Eu saí da rede aws para conectar ao server-1 e, portanto, o aws vê a conexão do server-2 como um recurso externo e não é mais um aws instância. Isso significa que não usará o grupo de segurança que diz:

"group-2" is allowed to connect to "group-1" via port 22

Problema Real

Eu quero me conectar ao server-1 através do endereço ElasticIP para que eu possa reinicializar com alegria server-1 e / ou server-2 e não precisa se preocupar que o nome da instância do aws / endereço IP foi alterado, ou seja, o nome do domínio no primeiro exemplo ssh será alterado em uma reinicialização / nova instância assumindo o controle.

Então, minha pergunta é qual é a melhor maneira de fazer isso. As opções que posso ver no momento são:

  1. Faça uma pesquisa reversa do endereço ElasticIP e conecte-se usando este nome de domínio forma server-2 para server-1 ou seja, o endereço IP elástico é 111.222.333.444 e a consulta inversa retornará

    ec2-111-222-333-444.eu-west-1.compute.amazonaws.com

    Eu não posso retransmitir para criar isso manualmente, pois também preciso saber em que zona de disponibilidade a instância está para fazer isso (eu gostaria muito de não me importar com o local).

  2. Eu diria que há uma chamada aws api que eu posso fazer para pegar o nome da instância atual que está anexado ao endereço ElasticIP. Não estou muito preocupado com o aplicativo sabendo que ele está em um servidor aws e gostaria de ficar longe da API.

  3. Use instâncias vpc dentro do aws. Dessa forma, eu sempre posso anexar o mesmo endereço IP privado ao server-1 e conectar-me a ele de maneira confiável, mesmo após uma reinicialização de qualquer servidor. No entanto, isso parece vir com muita configuração e manutenção.

  4. Eu poderia atualizar manualmente qualquer configuração que apontasse para o server-1 após a reinicialização (isso não é uma sugestão de série).

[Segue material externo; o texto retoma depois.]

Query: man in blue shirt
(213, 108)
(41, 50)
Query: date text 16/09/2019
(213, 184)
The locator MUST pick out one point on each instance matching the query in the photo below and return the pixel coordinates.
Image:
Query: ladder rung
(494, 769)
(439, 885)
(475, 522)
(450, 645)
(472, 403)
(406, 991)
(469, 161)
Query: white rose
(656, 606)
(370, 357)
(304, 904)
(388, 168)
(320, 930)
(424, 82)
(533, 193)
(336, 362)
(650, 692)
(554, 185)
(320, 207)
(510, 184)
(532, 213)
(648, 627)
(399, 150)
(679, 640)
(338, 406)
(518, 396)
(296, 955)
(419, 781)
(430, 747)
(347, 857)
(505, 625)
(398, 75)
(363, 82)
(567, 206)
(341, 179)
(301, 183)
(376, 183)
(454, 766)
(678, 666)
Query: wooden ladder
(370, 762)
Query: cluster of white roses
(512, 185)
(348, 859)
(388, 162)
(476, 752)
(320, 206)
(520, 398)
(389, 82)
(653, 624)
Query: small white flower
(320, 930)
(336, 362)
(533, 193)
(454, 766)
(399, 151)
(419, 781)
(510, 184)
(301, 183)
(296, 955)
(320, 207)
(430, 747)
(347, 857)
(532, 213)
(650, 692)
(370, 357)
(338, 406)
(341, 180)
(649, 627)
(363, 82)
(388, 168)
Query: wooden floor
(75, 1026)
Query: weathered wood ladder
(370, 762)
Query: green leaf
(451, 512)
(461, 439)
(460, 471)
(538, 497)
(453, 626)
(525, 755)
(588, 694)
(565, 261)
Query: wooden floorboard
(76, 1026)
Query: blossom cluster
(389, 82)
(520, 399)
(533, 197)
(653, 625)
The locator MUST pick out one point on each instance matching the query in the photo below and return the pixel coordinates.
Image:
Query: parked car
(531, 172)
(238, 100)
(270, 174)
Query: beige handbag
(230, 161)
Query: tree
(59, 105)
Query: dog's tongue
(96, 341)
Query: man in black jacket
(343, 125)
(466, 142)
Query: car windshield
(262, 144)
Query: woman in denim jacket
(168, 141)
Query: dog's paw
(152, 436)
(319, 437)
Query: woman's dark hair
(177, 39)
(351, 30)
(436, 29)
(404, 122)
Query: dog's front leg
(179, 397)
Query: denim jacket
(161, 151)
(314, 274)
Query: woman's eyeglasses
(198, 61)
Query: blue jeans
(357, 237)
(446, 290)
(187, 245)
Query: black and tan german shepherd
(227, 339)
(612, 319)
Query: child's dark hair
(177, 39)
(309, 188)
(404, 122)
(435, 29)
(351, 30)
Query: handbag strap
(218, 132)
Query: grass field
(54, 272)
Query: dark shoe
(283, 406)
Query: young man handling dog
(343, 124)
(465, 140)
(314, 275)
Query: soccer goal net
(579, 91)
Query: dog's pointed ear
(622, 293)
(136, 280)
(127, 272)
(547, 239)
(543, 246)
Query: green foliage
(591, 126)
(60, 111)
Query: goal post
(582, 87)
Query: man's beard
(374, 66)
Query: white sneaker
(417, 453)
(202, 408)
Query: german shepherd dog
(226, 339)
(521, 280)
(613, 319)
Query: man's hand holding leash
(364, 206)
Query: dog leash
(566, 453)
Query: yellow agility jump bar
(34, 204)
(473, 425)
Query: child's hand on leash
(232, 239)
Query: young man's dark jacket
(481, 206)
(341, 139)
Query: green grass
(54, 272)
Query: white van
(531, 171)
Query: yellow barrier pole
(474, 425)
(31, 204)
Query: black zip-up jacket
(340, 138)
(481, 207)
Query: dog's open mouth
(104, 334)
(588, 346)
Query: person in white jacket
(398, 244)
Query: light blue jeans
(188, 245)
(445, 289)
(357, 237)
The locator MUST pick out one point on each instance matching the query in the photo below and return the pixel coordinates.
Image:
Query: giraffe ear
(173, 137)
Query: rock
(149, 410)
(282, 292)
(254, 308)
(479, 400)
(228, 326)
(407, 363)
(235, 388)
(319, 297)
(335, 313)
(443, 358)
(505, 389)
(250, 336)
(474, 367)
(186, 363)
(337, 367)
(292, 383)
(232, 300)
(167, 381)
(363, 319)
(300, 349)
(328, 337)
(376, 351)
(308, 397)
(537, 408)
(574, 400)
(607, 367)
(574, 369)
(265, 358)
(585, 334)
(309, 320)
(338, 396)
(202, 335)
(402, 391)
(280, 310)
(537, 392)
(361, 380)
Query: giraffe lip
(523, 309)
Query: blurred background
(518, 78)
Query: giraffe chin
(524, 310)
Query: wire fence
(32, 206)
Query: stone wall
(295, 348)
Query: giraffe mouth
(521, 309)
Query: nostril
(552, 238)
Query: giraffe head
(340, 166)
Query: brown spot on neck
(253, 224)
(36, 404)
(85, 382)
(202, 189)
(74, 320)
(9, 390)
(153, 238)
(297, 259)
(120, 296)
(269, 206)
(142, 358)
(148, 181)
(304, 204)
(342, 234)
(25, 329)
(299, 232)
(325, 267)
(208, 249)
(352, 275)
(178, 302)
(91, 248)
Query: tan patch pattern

  5. Abra a server-1 porta 22 para o mundo (OBSERVAÇÃO: desejo abrir outras portas e não apenas 22) e me preocupo com o aplicativo que está fazendo a autenticação. (novamente, não é realmente uma opção sensata como se eu quisesse abrir a porta 80 para server-2 então ter que usar .htaccess ou similar para autenticar a conexão, portanto apenas movendo este problema e não realmente resolvendo-o) .

O problema que tenho com as opções 1 e 2 é que eu sempre tenho que fazer essas pesquisas, o que produz uma sobrecarga massiva em um aplicativo ou eu armazeno em cache e tenho que conviver com o fato de que se a instância de server- 1 muda, ou seja, ocorre uma reinicialização e, em seguida, há uma hora em que server-2 não será capaz de se conectar ao server-1 até que ele faça o cache das nome da instância.

A opção 3 é provavelmente a melhor solução, no entanto, é fornecida com configuração e manutenção que consome tempo e exige conhecimento extra em nossa empresa.

Alguém tem outra sugestão que funcione?

    
por Alistair Prestidge 07.01.2013 / 11:45

2 respostas

2

Dadas as suas necessidades, eu concordaria que usar um VPC é a solução mais ideal. Como parece que você fez sua pesquisa, sabe que um VPC permite um controle mais refinado sobre endereçamento de sub-rede e host. Para responder à sua pergunta, essa é a abordagem das "melhores práticas".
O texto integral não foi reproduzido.